PROVIDENCE — Immaculée Ilibagiza remembers the day her life, and the lives of all her fellow Rwandans, changed. She was home from the National University of Rwanda on Easter break in 1994 when her brother came into her room and told her President Juvenal Habyarimana had been assassinated.
“It was so clear. I looked through the window, it was almost like the sky had changed color. It was a clear cut from the past to the future,” she said.
Over the next three months, approximately 800,000 people, including most of Ilibagiza’s family, were killed in the ensuing genocide as Hutu extremists incited violence against Tutsi citizens and moderate Hutus. She survived by sheltering with seven other women in the bathroom of a local pastor’s house for 91 days. She attributes her emotional survival to her Catholic faith and her learning to trust God through the traumatic experience, a story she shared in her best-selling book “Left to Tell: Discovering God Amidst the Rwandan Holocaust” and during a presentation sponsored by St. Patrick Academy at McVinney Auditorium on Tuesday, October 10.
“I came to forgive because it was really painful actually to be angry and through that pain I begged God to help me,” she told the audience gathered to hear her witness.
Ilibagiza was born to a Catholic family in a small village of Rwanda, a country whose colonial history left it simmering with ethnic tensions and political unrest. She was 11 years old when schoolgirls in the southern Rwandan town of Kibeho first reported seeing visions of the Virgin Mary, an apparition later approved by the local bishop and venerated as Our Lady of Kibeho. The vision warned of violence and war, a message many saw fulfilled in the massacre sparked by President Habyarimana’s assassination in the next decade.
“When my brother told me, I thought, that’s it, that’s what Our Lady was saying,” recalled Ilibagiza.
During the next few days, the Tutsi population of her village gathered in fear as they anticipated the arrival of the wave of violence sweeping across the country. Her father spoke with the villagers, encouraging members of all faiths to ask God’s mercy for their sins. As extremists approached, she followed her father’s instructions to run to the house of the pastor and seek shelter, turning around as she walked away to see her father consoling the village with his rosary in his hand.

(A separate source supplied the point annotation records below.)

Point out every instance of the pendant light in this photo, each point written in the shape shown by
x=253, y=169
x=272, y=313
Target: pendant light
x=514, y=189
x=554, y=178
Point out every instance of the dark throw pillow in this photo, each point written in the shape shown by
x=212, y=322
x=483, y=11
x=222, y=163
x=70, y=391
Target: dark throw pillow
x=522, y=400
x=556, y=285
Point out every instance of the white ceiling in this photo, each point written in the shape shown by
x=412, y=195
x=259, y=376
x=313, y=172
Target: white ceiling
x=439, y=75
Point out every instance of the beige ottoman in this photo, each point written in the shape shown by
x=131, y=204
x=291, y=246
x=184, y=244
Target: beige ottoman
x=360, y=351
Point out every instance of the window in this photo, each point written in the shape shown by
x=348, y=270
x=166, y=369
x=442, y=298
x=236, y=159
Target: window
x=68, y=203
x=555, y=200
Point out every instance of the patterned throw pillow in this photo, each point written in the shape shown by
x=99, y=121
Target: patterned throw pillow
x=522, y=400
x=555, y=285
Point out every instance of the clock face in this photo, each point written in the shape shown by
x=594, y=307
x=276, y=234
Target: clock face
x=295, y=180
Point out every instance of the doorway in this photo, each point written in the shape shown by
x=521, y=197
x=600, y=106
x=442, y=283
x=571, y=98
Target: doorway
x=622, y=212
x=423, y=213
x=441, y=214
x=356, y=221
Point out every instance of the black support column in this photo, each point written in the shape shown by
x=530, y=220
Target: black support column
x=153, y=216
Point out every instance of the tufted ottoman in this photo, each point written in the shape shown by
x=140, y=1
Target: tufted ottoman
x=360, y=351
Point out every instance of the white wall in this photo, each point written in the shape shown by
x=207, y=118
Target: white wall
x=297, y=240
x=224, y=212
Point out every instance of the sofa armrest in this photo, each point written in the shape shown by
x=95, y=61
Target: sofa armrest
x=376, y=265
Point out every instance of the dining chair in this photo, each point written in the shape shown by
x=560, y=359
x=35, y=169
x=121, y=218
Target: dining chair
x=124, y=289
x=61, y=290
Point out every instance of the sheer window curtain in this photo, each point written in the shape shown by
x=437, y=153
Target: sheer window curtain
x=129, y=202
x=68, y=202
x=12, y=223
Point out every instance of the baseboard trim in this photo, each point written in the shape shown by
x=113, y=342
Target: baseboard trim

“Thank God for that because in my heart I still have that last image where my Dad was standing with my mom and my brothers,” she recalled.
In the bathroom where she sheltered for the next three months, Ilibagiza experienced a crisis of faith, first doubting God and then believing without reserve in his presence even through the horrific events. She found solace in the rosary and scripture but was troubled by the parts of the Bible that asked forgiveness for one’s enemies. She began skipping the part of the “Our Father” that promises forgiveness for “those who trespass against us,” realizing she couldn’t in good faith offer forgiveness to the people she hated for what they had done to her family.
“Every page I opened, I felt like it was telling me, ‘Pray for your enemies,’ and I would close the page,” she remembered. “My prayers were, ‘Kill them before they kill me,’ and I thought I was praying.”
Eventually, through meditation on the suffering of Christ, she was able to let go of her anger and trust in God to lead her to reconciliation. She recalled one day in the bathroom, praying the sorrowful mysteries of the rosary, when she felt the peace of forgiveness flooding through her.
“All of a sudden, it became clear and I realized I wasn’t any better than them. It was like a huge luggage was lifted from my shoulders,” she said. “I felt so much peace. I felt freedom.”
Through the remainder of her talk, Ilibagiza recounted her experiences after the genocide, including the confirmation of the deaths of her family, life in a refugee camp, securing a job with the United Nations and her move to the United States in 1998. As the country began to rebuild itself, she visited a prison where she met the man responsible for the deaths of her mother and one of her brothers and offered him her forgiveness.
“It is truly by the grace of God that I’m standing here,” she told the crowd.
By sharing her story and message of forgiveness and trust in God, Ilibagiza hopes to offer witness not only to the importance of faith but also to the power of forgiveness and need to reconcile with others in a divided world. She encouraged those gathered to rely on Mary for her intercession in times of difficulty and urged them to pray the rosary, particularly the Rosary of the Seven Sorrows requested by Our Lady of Kibeho.
“You love her, you put your whole life into her hands to guide you to heaven, she will find a way,” said Ilibagiza.
For those in attendance, her story of faith offered a powerful witness of her experiences. Mary Arpander, a parishioner at St. Rocco Church, Johnston, said that for her, Ilibagiza’s emphasis on forgiveness was the most impactful part of her talk.
“I just thought always the message of forgiveness for someone who went through so much, just to hear her say that,” she reflected following the presentation.
Claire Briggs, a parishioner at St. Michael Church, Smithfield, who read Ilibagiza’s book and was familiar with her story prior to the event, said learning the speaker’s experiences had changed the way she prayed.
“I have to say I was not a rosary person, but I have fallen in love with the rosary because of her,” she said.